As part of blogging at Powells.com this week, I'm going to answer a few frequently asked questions about
The Immortal Life of Henrietta Lacks, and I thought I'd start with one that has Portland roots.
People often ask how I came to learn about the HeLa cell line and decide to write a book about it. I first learned about Henrietta Lacks when I was 16 and sitting in a basic biology class at Portland Community College (PCC). My teacher, Donald Defler, mentioned HeLa cells, saying they were one of the most important tools in medicine, then almost as an aside, he said, "They came from a woman named Henrietta Lacks, and she was black." That was the moment I became obsessed with Henrietta. I went up to Defler after class and started asking questions about whether her family knew about the cells (they didn't) and what her race had to do with them being alive, but he stopped me, saying no one knew anything else about Henrietta, just her name and her race.

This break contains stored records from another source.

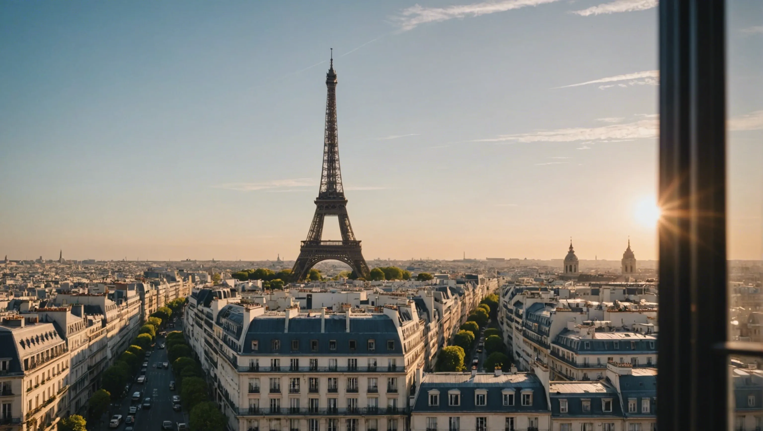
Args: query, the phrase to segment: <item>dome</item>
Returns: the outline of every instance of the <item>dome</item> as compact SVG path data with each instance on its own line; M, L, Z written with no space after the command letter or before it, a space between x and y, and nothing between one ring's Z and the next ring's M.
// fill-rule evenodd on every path
M630 249L630 240L628 240L628 248L625 249L625 252L623 253L623 259L636 259L636 255L633 254L633 250Z
M567 252L565 257L565 262L578 262L578 256L575 256L575 249L572 248L572 241L570 241L570 251Z

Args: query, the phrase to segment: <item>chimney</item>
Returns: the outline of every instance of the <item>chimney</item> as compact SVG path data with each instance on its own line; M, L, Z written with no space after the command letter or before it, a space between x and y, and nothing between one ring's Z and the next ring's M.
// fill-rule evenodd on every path
M320 307L320 333L326 332L326 307Z

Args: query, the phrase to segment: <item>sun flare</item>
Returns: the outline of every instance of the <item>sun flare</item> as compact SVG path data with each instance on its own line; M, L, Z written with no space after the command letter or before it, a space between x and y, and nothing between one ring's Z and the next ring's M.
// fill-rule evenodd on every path
M652 227L657 225L662 211L657 205L657 200L652 198L642 199L636 204L635 217L641 224Z

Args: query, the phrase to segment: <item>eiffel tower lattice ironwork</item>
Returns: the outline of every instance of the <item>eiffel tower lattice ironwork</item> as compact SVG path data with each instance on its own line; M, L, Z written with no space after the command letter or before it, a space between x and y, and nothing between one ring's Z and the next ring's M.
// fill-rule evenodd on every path
M315 199L315 215L302 241L299 257L291 269L295 281L304 280L310 269L323 260L339 260L349 265L359 277L368 278L369 265L361 252L360 241L355 239L347 215L347 199L342 187L342 172L339 165L339 138L336 133L336 72L331 66L326 74L326 131L324 136L324 166L320 174L320 190ZM336 216L342 240L321 240L326 216Z

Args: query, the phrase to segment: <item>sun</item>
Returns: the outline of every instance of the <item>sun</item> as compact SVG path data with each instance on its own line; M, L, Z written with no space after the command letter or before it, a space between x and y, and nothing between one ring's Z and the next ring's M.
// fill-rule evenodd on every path
M657 205L657 199L654 197L645 198L636 204L636 212L634 213L636 220L645 227L654 227L656 226L662 214L662 211Z

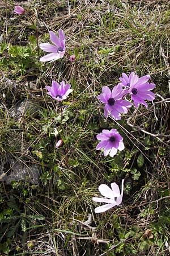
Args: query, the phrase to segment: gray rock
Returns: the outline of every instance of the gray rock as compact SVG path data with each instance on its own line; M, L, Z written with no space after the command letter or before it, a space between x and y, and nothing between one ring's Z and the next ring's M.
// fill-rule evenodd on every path
M9 175L3 172L0 176L0 181L5 181L9 184L11 181L25 180L35 185L39 184L39 177L40 170L37 164L28 166L20 161L15 162L14 159L10 160L11 170Z
M29 112L31 115L35 116L39 110L39 106L37 102L25 98L15 104L10 109L10 114L13 117L20 118Z

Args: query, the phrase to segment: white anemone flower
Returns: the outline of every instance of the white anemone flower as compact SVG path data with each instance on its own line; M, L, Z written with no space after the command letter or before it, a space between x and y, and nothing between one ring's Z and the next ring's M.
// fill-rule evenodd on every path
M120 193L118 185L115 182L111 183L112 189L105 184L100 185L99 190L101 195L105 197L93 197L92 200L97 203L106 203L107 204L95 208L95 212L96 213L104 212L116 205L119 205L122 203L124 192L124 180L122 180L121 193Z

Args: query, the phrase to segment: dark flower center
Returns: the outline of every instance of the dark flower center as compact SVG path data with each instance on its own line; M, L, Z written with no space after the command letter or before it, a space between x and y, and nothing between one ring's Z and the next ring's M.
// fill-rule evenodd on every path
M62 47L59 47L57 51L58 52L63 52L63 49Z
M57 95L56 98L57 98L57 97L58 97L60 98L62 98L62 96L61 95Z
M116 138L115 138L114 136L111 136L111 137L109 138L109 141L110 141L111 142L114 142L116 141Z
M136 95L138 93L138 90L136 88L133 88L131 92L133 94Z
M114 100L113 98L109 98L108 100L108 104L110 105L110 106L113 106L113 105L114 104L115 102L115 100Z

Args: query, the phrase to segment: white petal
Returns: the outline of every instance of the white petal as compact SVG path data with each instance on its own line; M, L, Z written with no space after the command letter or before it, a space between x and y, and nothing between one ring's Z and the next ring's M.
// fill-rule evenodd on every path
M111 188L114 193L115 197L118 197L120 196L120 192L118 185L115 182L113 182L113 183L111 183Z
M107 185L102 184L99 187L99 190L102 196L105 197L110 198L110 199L114 199L114 195L113 191Z
M116 154L117 152L117 149L115 148L115 147L113 147L112 148L110 154L109 154L111 158L113 158L114 156L114 155Z
M106 203L107 204L111 204L116 203L114 199L107 199L104 197L92 197L92 200L97 203Z

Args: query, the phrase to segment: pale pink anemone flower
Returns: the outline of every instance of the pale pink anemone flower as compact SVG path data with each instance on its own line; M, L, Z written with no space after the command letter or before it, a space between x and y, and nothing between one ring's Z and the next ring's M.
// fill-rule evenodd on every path
M71 85L65 84L64 81L61 82L60 84L56 81L53 81L52 86L45 86L48 90L47 94L57 101L66 100L69 93L73 92L70 87Z
M99 190L101 195L105 197L93 197L92 200L97 203L106 203L107 204L95 208L95 212L96 213L104 212L116 205L119 205L122 203L124 193L124 180L122 180L121 193L120 193L118 185L115 182L111 183L112 189L105 184L102 184L99 187Z
M117 154L117 150L121 151L125 148L124 138L120 135L116 129L103 130L102 133L97 135L97 139L101 141L96 149L104 149L104 155L109 155L113 157Z
M105 104L104 115L107 117L108 115L110 115L116 120L120 120L121 114L126 114L128 108L131 106L129 101L122 100L122 97L128 94L128 89L124 90L120 83L113 88L112 92L108 86L103 86L102 93L97 98Z
M63 140L62 139L59 139L57 143L56 144L56 148L58 148L59 147L60 147L63 143Z
M25 11L25 10L19 5L16 5L14 7L14 13L15 14L23 14Z
M71 62L74 62L75 61L75 55L74 55L74 54L70 56L70 60Z
M155 98L155 94L150 92L155 87L155 84L148 82L150 76L147 75L139 78L134 72L129 77L125 73L122 73L122 77L119 79L122 82L122 85L128 88L128 92L131 94L131 100L136 108L140 104L144 105L147 108L148 105L145 100L153 101Z
M53 61L62 58L65 53L65 35L63 30L58 30L59 38L53 31L49 32L50 41L54 44L45 43L40 44L40 48L50 53L40 58L42 62Z

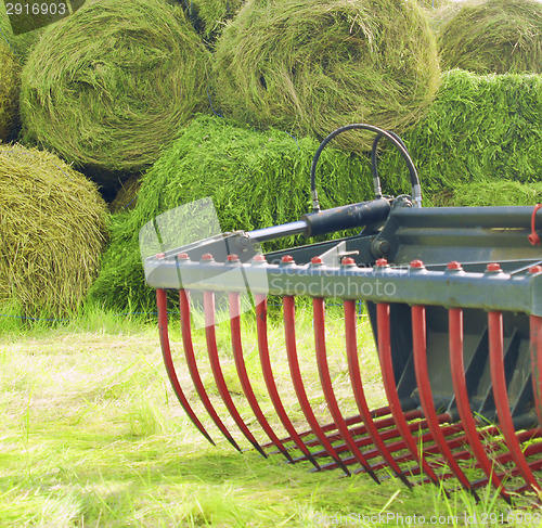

Defler, being the good biology teacher he was, suggested I do some research to see if I could find any information about Henrietta Lacks. "Write up a little summary of what you find and I'll give you some extra credit," he told me. Several months ago, when I got the pre-publication proofs of my book, I called Defler and (much to his surprise) told him about how that moment in his biology class more than 20 years ago had started me on a path that ended with The Immortal Life. I sent him an advance copy and said, Here's my extra credit summary, Mr. Defler...it's a few decades late, but I have a good excuse: the information was really hard to find!
The scene of me learning about Henrietta Lacks for the first time in my PCC classroom is in the prologue of the book (which you can read online here). But what's not in the prologue is the backstory behind why Henrietta's story grabbed me, which also has Portland roots.
The year I learned about Henrietta Lacks was the same year my father got sick with a mysterious illness no one was able to diagnose. He'd gone from being my very active and athletic dad to being a man who had problems thinking, and he spent all of his time lying in our living room because he couldn't walk. It turned out that a virus had caused brain damage, and he eventually enrolled in an experimental drug study (he's since written several books about his experience living with brain damage). Since my father was too sick to operate a car, I drove him to and from Oregon Health Sciences University several times a week and sat with him while he got treatments. I spent much of my 16th year sitting in a hospital watching my father and other patients be used as research subjects. In the midst of that, when Defler mentioned that Henrietta's cells had been growing in labs decades after her death, the first questions I asked were, Did she have any kids? How did they feel about her cells being used in research? And what did the fact that she was black have to do with any of this? I think I asked those questions in part because I was wrestling with the emotions associated with watching my father's experience as a research subject.